Did you know that a new team member typically decides within the first 30 days of employment whether they will stay with a company long term?
The impression you make in the first few weeks of employment, both as a business and as a boss, is critical to keeping those great new additions. Walking into a different work environment, meeting your team and learning the ropes of a new role can be a daunting task for even the most outgoing personality, which is why giving team members a proper welcome and induction to your business is incredibly important.
Every single person reading this has started a new job before. What is it you remember most about your first few days? Is it the office tour? The snacks in the lunchroom? Or is it the people you met and the way they made you feel?
An expectant, friendly face when you walk through the door, a solid plan in place for an induction and a clear layout of the job responsibilities should be the bare minimum to give your new team member a clear idea of what they’re walking into.
Why is it important (as a boss) to ensure that your staff feel welcomed as soon as they start?
- So that the new team member feels like a part of the team.
- It gives them an insight into the organisation, as well as the culture they are joining.
- It builds your team member’s confidence and security in their new role, which can lead to reduction in staff turnover.
- It helps foster honest and regular participation, and timely completion of tasks.
- It helps to remove anxiety, bias and confusion about the organisation and its processes.
- It fosters an environment where new employees feel comfortable with their colleagues and their assigned work.
- Word of mouth is one of the most powerful tools at your disposal. If your staff are happy and secure in their new role, they’re more likely to mention these positives to others, even future new staff.
First impressions can make or break!
What mistakes should you avoid in those first few weeks?
High turnover within an organisation can often be linked to a poor initial induction process. A poor welcome or a rushed induction is not a great way to introduce your new team member to your organisation and its culture. Some commonly made mistakes during initial weeks can include:
- Information overload- Pushing too much info too fast can be daunting for someone just starting out. You don’t want to overwhelm them with all the things they don’t know or need to learn. Spread things out, allow them time to breath and check in regularly to see how they’re doing.
- Inconsistency- Set a standard and stick to it. It’s okay to change up the way you integrate someone into the team, just make sure you’re not sacrificing their learning and comfort for the sake of productivity or because you’re ‘too busy’.
- Not being prepared– If you arrived on your first day and you had no computer, no chair and no stationary, you’d really start to question your value to the people who hired you. Make sure your new team member has everything they need to succeed and thrive in their role.
- Assuming knowledge– The way things are done can be different at each business, which can leave new staff feeling unsure and lacking in confidence if you aren’t regularly checking in. Create an environment where your staff are comfortable asking questions and never just assume, because you know what they say about assuming!

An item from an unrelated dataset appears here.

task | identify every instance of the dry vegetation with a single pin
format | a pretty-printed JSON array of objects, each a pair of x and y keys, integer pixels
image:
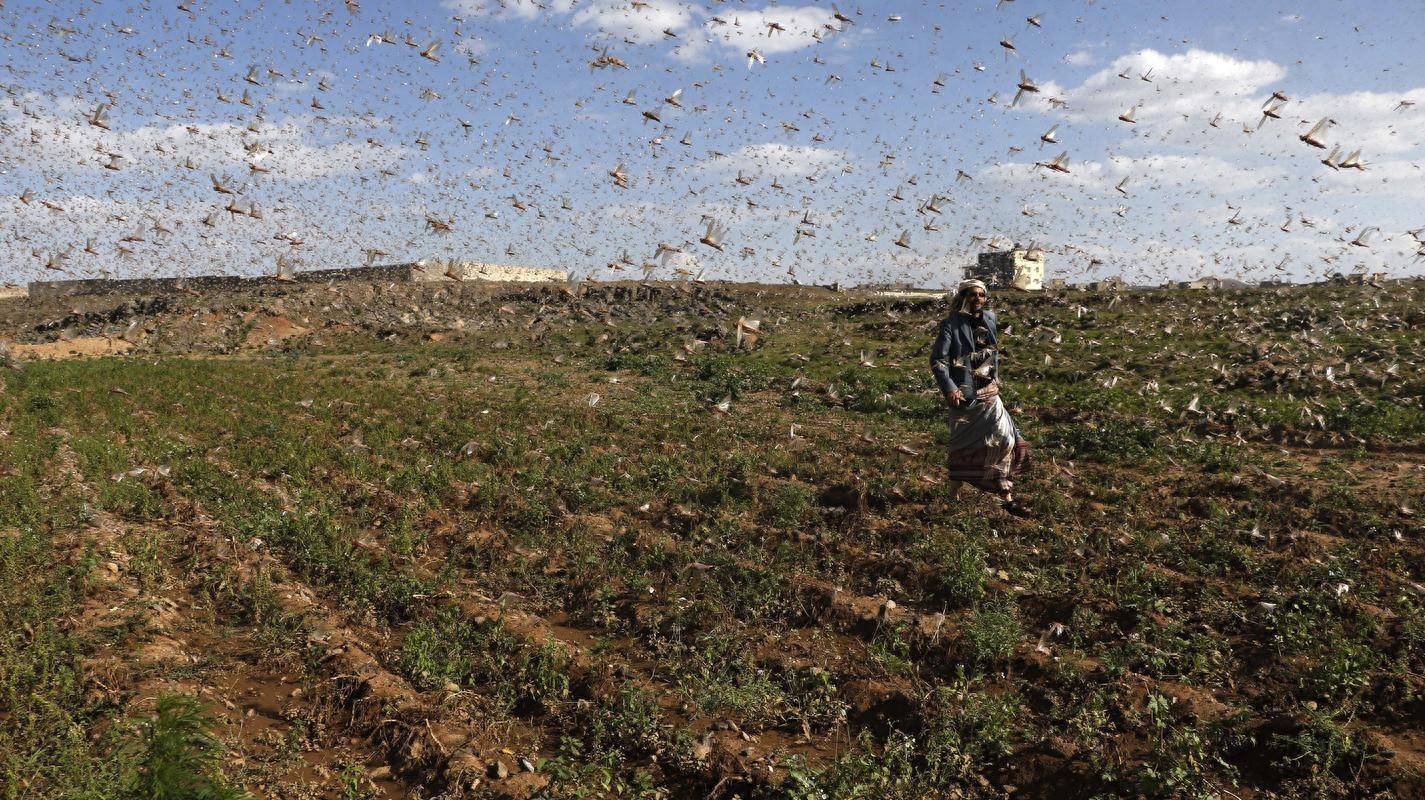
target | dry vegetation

- Not allowing enough time– Make the time to give your newest member a proper welcome and introduction to their new position and team. If you are genuinely too busy to spend enough time with a new hire, another member of staff who is experienced and in a similar position could step in to help.
What do we do at Taipan?
All new Taipan staff go through an induction process in their first few weeks. During this process, they will meet with the head of each department and discuss what that department does. This way, they get a sense of who they will be working with and learn exactly who to go to for their questions. Having all employees go through a similar induction, no matter their position, is a simple reflection of our values.
We know that our people are the true driving force behind our business. A new team member’s induction is the first step in fostering a successful and hopefully long-lasting relationship. They have already been through an extensive interview process to ensure they are the right fit, so we build trust by investing in their development and future with the company. For other organisations, this process may be entirely different. There is no right way or checklist to creating trust with your staff, there is only what works best for you and the team you are building.
All new staff have the potential to add a huge amount of value to your business. Organisations that don’t put their best foot forward run the risk of losing their most important asset – their people!